Premier matin de ma seconde adolescence

 

J’avais décidé de jouer le jeu. Je pris donc connaissance du sujet de ce fameux contrôle de math. Il me parut ridiculement facile. La seule difficulté était d’éviter d’avoir recours à des solutions hors programme.

 

En vingt minutes c’était plié. Dix pour le brouillon, dix autres pour la mise  au net. Pour qu’il y ait un peu de stylo rouge sur ma copie, je m’étais offert le luxe facétieux de commettre deux erreurs volontaires dans le calcul littéral et de rédiger maladroitement la démonstration de l’exercice de géométrie portant sur le théorême de Thalès.

 

Je consacrai les trente-cinq minutes restantes à examiner les différentes façons de gérer cette situation complètement dingue. Il n’y avait que deux options. 

 

Elle (la situation) pouvait n’être que transitoire.
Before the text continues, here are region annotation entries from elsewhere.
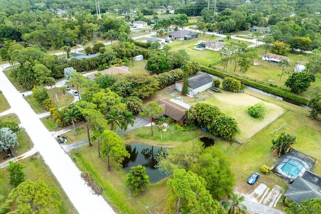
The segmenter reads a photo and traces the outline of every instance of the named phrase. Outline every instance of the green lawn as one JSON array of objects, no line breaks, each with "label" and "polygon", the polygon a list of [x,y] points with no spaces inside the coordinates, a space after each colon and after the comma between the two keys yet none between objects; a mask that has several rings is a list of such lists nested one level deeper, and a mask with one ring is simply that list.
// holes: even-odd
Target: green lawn
[{"label": "green lawn", "polygon": [[[30,179],[34,182],[42,181],[50,188],[59,188],[60,197],[57,199],[61,201],[62,204],[58,207],[59,210],[51,210],[50,213],[61,214],[78,213],[41,156],[38,156],[34,159],[27,158],[22,160],[20,162],[23,163],[25,167],[23,171],[26,173],[25,180]],[[0,192],[5,197],[8,196],[13,188],[13,187],[9,184],[9,172],[7,168],[3,168],[0,170]]]},{"label": "green lawn", "polygon": [[15,88],[16,88],[17,91],[20,92],[24,92],[26,91],[28,91],[28,90],[24,88],[23,88],[23,87],[20,84],[19,84],[19,83],[18,83],[15,78],[11,77],[10,76],[10,74],[11,73],[12,71],[12,69],[6,70],[4,71],[4,73],[9,79],[11,83],[12,83],[14,86],[15,86]]},{"label": "green lawn", "polygon": [[6,99],[5,95],[2,93],[0,93],[0,112],[6,111],[10,108],[10,105]]}]

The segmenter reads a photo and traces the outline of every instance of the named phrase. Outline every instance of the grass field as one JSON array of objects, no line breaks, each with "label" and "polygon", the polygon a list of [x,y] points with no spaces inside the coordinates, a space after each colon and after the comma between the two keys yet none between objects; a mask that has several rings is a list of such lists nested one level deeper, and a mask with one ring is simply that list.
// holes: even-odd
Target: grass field
[{"label": "grass field", "polygon": [[0,93],[0,103],[1,103],[1,105],[0,105],[0,112],[4,112],[10,108],[10,105],[2,93]]},{"label": "grass field", "polygon": [[[41,156],[34,159],[28,158],[22,160],[20,162],[24,164],[24,168],[23,171],[26,174],[25,180],[30,179],[33,182],[42,181],[50,188],[54,187],[59,188],[60,198],[58,199],[61,201],[62,204],[59,206],[58,210],[51,210],[51,213],[61,214],[78,213]],[[0,170],[0,192],[5,197],[8,196],[13,188],[9,182],[9,173],[7,168],[3,168]]]}]

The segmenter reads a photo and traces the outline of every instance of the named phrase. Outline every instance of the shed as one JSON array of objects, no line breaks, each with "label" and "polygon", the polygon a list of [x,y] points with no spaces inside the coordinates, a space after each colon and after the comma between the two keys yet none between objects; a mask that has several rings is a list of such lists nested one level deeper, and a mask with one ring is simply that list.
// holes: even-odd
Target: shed
[{"label": "shed", "polygon": [[308,199],[321,198],[321,177],[309,171],[298,176],[284,193],[284,196],[300,204]]},{"label": "shed", "polygon": [[266,54],[263,55],[262,60],[265,60],[271,63],[276,64],[282,60],[287,60],[288,62],[289,62],[290,58],[277,54]]},{"label": "shed", "polygon": [[300,73],[304,71],[306,68],[305,66],[303,65],[296,64],[293,71],[294,72]]},{"label": "shed", "polygon": [[[194,96],[212,88],[213,81],[213,79],[207,73],[202,73],[190,77],[189,78],[188,94],[190,96]],[[176,82],[175,83],[176,90],[178,91],[182,91],[184,84],[184,81],[183,80]]]},{"label": "shed", "polygon": [[140,61],[144,59],[144,56],[142,55],[138,55],[134,57],[134,60],[135,61]]}]

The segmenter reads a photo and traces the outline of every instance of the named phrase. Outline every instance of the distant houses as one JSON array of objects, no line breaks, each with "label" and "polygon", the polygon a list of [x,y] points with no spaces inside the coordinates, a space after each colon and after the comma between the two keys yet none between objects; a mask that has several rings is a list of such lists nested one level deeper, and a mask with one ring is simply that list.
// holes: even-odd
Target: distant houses
[{"label": "distant houses", "polygon": [[135,21],[133,24],[134,26],[137,27],[146,26],[147,25],[147,23],[146,22],[142,21],[140,20]]},{"label": "distant houses", "polygon": [[274,54],[266,54],[263,55],[262,60],[265,60],[271,63],[276,64],[282,60],[290,61],[290,58],[282,55]]}]

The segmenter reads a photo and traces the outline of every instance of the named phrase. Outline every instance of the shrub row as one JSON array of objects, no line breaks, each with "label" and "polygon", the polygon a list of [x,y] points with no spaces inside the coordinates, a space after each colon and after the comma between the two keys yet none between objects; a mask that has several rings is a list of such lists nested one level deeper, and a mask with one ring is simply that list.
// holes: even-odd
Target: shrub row
[{"label": "shrub row", "polygon": [[220,77],[233,77],[234,79],[240,81],[243,84],[252,87],[257,89],[261,90],[265,92],[269,93],[275,96],[278,96],[281,97],[289,99],[300,103],[306,105],[308,99],[303,97],[301,97],[297,95],[287,92],[281,89],[271,87],[268,85],[263,85],[261,83],[256,82],[254,81],[248,80],[247,79],[242,78],[236,75],[233,75],[223,71],[218,71],[213,69],[205,67],[200,66],[201,69],[203,71],[208,73],[214,75],[216,75]]}]

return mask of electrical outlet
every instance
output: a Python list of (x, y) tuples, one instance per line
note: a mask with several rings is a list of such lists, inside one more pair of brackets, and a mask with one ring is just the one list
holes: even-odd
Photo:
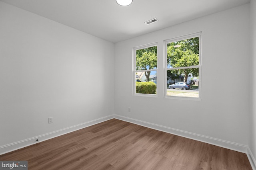
[(48, 118), (48, 123), (53, 123), (52, 117), (49, 117)]

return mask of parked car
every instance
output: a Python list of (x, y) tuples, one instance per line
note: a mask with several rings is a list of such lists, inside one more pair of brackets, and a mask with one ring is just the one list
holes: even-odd
[(187, 83), (184, 82), (179, 82), (178, 83), (169, 85), (169, 88), (171, 89), (182, 88), (183, 90), (186, 90), (190, 88), (190, 86)]

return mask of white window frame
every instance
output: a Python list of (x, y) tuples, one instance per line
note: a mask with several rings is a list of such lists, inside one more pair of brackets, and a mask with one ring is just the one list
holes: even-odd
[[(167, 96), (167, 88), (166, 81), (164, 82), (164, 98), (167, 98), (182, 99), (182, 100), (201, 100), (201, 89), (202, 89), (202, 74), (201, 74), (201, 67), (202, 67), (202, 32), (191, 34), (186, 35), (178, 37), (176, 38), (168, 39), (164, 41), (164, 76), (165, 78), (167, 77), (167, 71), (168, 70), (176, 70), (178, 69), (184, 68), (199, 68), (199, 84), (198, 84), (198, 98), (193, 98), (190, 97), (186, 96)], [(190, 66), (182, 67), (176, 67), (174, 68), (167, 68), (167, 44), (169, 43), (178, 41), (180, 41), (184, 40), (185, 39), (189, 39), (196, 37), (198, 37), (199, 39), (199, 64), (197, 66)], [(166, 80), (166, 78), (164, 79)]]
[[(152, 47), (156, 46), (157, 47), (157, 67), (156, 69), (147, 70), (148, 71), (156, 71), (156, 78), (157, 78), (157, 83), (156, 83), (156, 94), (143, 94), (141, 93), (136, 93), (136, 86), (135, 81), (135, 73), (136, 72), (144, 72), (145, 70), (136, 70), (136, 51), (140, 49), (143, 49), (146, 48), (151, 47)], [(159, 57), (158, 55), (158, 42), (155, 42), (148, 44), (143, 45), (137, 46), (133, 48), (132, 49), (132, 94), (134, 96), (147, 96), (147, 97), (158, 97), (158, 83), (157, 83), (157, 78), (158, 77), (158, 60)]]

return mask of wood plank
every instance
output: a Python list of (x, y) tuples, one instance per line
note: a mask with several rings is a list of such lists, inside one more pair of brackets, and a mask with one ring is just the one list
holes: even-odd
[(252, 170), (246, 154), (113, 119), (0, 155), (30, 170)]

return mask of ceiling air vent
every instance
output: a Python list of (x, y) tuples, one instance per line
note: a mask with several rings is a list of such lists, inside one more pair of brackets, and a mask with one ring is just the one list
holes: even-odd
[(156, 22), (158, 21), (158, 20), (156, 18), (154, 18), (154, 19), (150, 20), (149, 21), (146, 21), (144, 23), (146, 23), (147, 25), (149, 25), (149, 24), (150, 24), (150, 23), (153, 23), (153, 22)]

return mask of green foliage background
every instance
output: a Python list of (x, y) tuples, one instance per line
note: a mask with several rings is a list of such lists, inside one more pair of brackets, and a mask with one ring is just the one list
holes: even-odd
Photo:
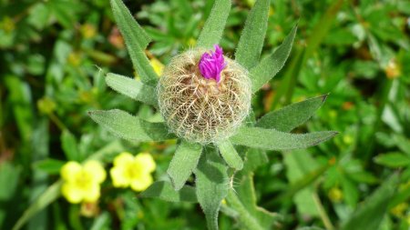
[[(232, 2), (220, 43), (231, 56), (254, 4)], [(166, 65), (196, 43), (213, 1), (125, 3), (155, 41), (148, 46), (148, 56)], [(269, 14), (262, 57), (282, 44), (296, 23), (299, 26), (290, 60), (254, 96), (255, 115), (329, 94), (316, 115), (296, 132), (341, 134), (307, 150), (268, 152), (269, 163), (253, 178), (259, 205), (277, 213), (275, 229), (408, 229), (410, 3), (275, 0)], [(122, 151), (147, 151), (158, 164), (156, 178), (166, 176), (175, 141), (121, 141), (87, 115), (120, 108), (149, 121), (160, 119), (151, 107), (106, 85), (108, 72), (137, 75), (108, 1), (0, 0), (0, 229), (11, 229), (51, 185), (46, 191), (53, 194), (59, 168), (68, 160), (91, 156), (109, 168)], [(372, 205), (362, 205), (369, 196)], [(198, 205), (141, 198), (129, 189), (113, 188), (109, 180), (97, 210), (52, 195), (43, 204), (53, 198), (25, 227), (206, 225)], [(374, 211), (385, 207), (386, 215), (377, 217)], [(91, 216), (86, 216), (85, 209)], [(228, 206), (221, 211), (220, 229), (241, 229)]]

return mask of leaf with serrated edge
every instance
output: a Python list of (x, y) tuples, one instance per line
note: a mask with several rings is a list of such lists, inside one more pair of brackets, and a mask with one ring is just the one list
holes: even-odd
[(316, 145), (337, 135), (334, 131), (322, 131), (310, 134), (289, 134), (274, 129), (241, 127), (238, 134), (230, 138), (234, 145), (266, 150), (291, 150)]
[(110, 2), (114, 18), (126, 42), (134, 69), (143, 83), (155, 86), (158, 81), (157, 74), (144, 54), (144, 50), (150, 41), (149, 37), (121, 0), (111, 0)]
[(192, 202), (197, 203), (195, 188), (185, 185), (175, 191), (169, 181), (157, 181), (140, 194), (141, 197), (156, 197), (169, 202)]
[(119, 110), (96, 110), (89, 116), (114, 135), (129, 141), (163, 141), (175, 138), (165, 123), (150, 123)]
[(250, 75), (252, 83), (252, 93), (256, 93), (283, 67), (289, 54), (291, 54), (292, 45), (293, 44), (296, 31), (297, 25), (292, 29), (283, 43), (275, 50), (275, 52), (273, 52), (273, 54), (251, 69)]
[(182, 141), (167, 170), (175, 190), (179, 190), (197, 167), (202, 146), (200, 144)]
[(256, 1), (246, 19), (235, 53), (235, 61), (251, 69), (259, 62), (259, 57), (268, 27), (270, 0)]
[(215, 0), (210, 15), (198, 38), (197, 46), (209, 49), (220, 43), (230, 11), (231, 0)]
[(218, 214), (228, 195), (227, 165), (215, 149), (207, 149), (195, 170), (197, 197), (207, 219), (209, 230), (218, 230)]
[(128, 76), (108, 73), (107, 74), (106, 83), (108, 86), (121, 95), (148, 105), (157, 105), (157, 94), (155, 88), (144, 85), (140, 81)]
[(229, 140), (219, 143), (218, 148), (228, 165), (237, 170), (242, 169), (243, 161)]
[(259, 119), (255, 126), (290, 132), (311, 118), (326, 97), (327, 95), (310, 98), (270, 112)]

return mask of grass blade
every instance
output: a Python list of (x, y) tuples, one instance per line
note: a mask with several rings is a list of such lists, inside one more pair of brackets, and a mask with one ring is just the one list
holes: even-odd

Un matin je me réveillerais dans un quelconque Ibis, ou dans notre maison de l’impasse Appolinaire, et je retrouverais mes statuts de père de famille et de cadre moyen qui me convenaient à merveille. C’était bien entendu la solution que j’appellais de mes voeux.

 

Mais on ne pouvait exclure que le processus soit irréversible. Il me faudrait en ce cas reprendre des études fastidieuses à partir de la troisième et me réhabituer aux pratiques des ados.

 

La sonnerie mit un terme à mes supputations et cependant que le prof « sévère mais juste » emportait son paquet de copie, la classe de troisième quatre profitait du bref inter-classe pour se détendre un peu les neurones.

 

« Qu’est-ce qu’on a maintenant ? m’enquis-je auprès de Zain.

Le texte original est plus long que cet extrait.